Objetivamente, as causas dessa mania de degradar estão relacionadas à ausência do poder público no que diz respeito à ordenação do uso do solo, bem como à falta de vontade de oferecer o serviço de saneamento universalizado.
Por um lado, imagino que o crescimento urbano desordenado deva render frutos políticos e econômicos consideráveis e, por outro, que o tema do saneamento continua sendo um tabu visto que se consolida como uma fábrica de dinheiro fácil para quem vende e recebe um produto de péssima qualidade. Isso, quando entrega!

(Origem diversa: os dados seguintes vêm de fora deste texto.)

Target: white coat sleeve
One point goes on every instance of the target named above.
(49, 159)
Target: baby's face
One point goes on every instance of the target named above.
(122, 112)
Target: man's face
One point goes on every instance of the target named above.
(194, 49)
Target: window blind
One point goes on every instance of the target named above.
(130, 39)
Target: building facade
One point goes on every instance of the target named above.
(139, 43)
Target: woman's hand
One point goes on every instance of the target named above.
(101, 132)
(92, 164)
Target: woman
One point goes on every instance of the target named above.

Portanto, temos rios transformados em valões de esgoto e lagoas e baías, em latrinas. Destaca-se que, no caso das baías, o problema se torna mais complexo porque envolve mais de um único município e onde, mesmo assim, o protagonismo esperado por parte do Município do Rio de Janeiro, num possível resgate da importância socioeconômica e ambiental das baías de Guanabara e Sepetiba, continua muito distante das preocupações dos administradores que por aqui passaram. Afinal, esses temas não devem render muitos votos.
No entanto, não são apenas os não humanos que saem perdendo de lavada desse jogo sujo.
A cidade do Rio de Janeiro – aquela que recebeu coisa de 40 bilhões para o delírio olímpico megalomaníaco de 2014, sem falar no delírio que consumiu 1.6 bilhão de reais apenas na reconstrução do Maracanã – é uma cidade ambientalmente para lá de vulnerável.
As chuvas de 2019 demonstraram isso, bem como todas as demais que por aqui varreram dezenas de vidas.
Corremos o claro risco, dependendo do padrão climático, cada vez mais imprevisível diante das mudanças no clima global, de tornar a cidade ambiental e economicamente inviável.
Explico: a quantidade de áreas ambiental e naturalmente vulneráveis é enorme e só faz aumentar na medida em que o poder público não usa seu poder de polícia no sentido de ordenar e tampouco implementar políticas habitacionais para as classes menos favorecidas.
Portanto, se aquela chuva que aconteceu em 2010 ou em 2019 se abatesse sobre uma região maior, promovendo deslizamentos e inundações generalizadas, eu, francamente, não sei de onde viria tanto dinheiro para restabelecer a “normalidade” na cidade.
Vivemos uma metástase no tecido urbano-ambiental da cidade, atacando justamente o que dá estabilidade, equilíbrio aos ecossistemas que naturalmente são vulneráveis.
Deve-se lembrar que, além da degradação generalizada, que expõe vidas humanas e não humanas ao perigo e as sentencia a viver em condições de profunda insalubridade, a degradação ambiental é concentradora de renda nas mãos da delinquência que se beneficia do caos no ambiente. Toda a sociedade sai perdendo, pois perdemos dinheiro, perdemos potencialidades econômicas que poderiam estar gerando empregos e impostos nas lagoas, baías e demais ecossistemas. O que se tem feito no Rio de Janeiro é a mais clara materialização da “cultura do pau-brasil”, isto é, usar até acabar.
O tempo se esgota bem como a paciência da Natureza. Resta saber o que fará o próximo prefeito em relação a essa imensa massa ambiental falida que se vai consolidando no Rio de Janeiro, após centenas de anos de bota-abaixo ambiental.
Reitero: ainda vivemos um sonho que não existe mais, a respeito do “bom humor climático” local e global, sendo que estamos para lá de atrasados, como de praxe, para pagarmos as dívidas do passado, bem como nos prepararmos para as faturas do futuro.
Sem dúvida, nosso cheque especial estourou — e faz tempo — com a Natureza.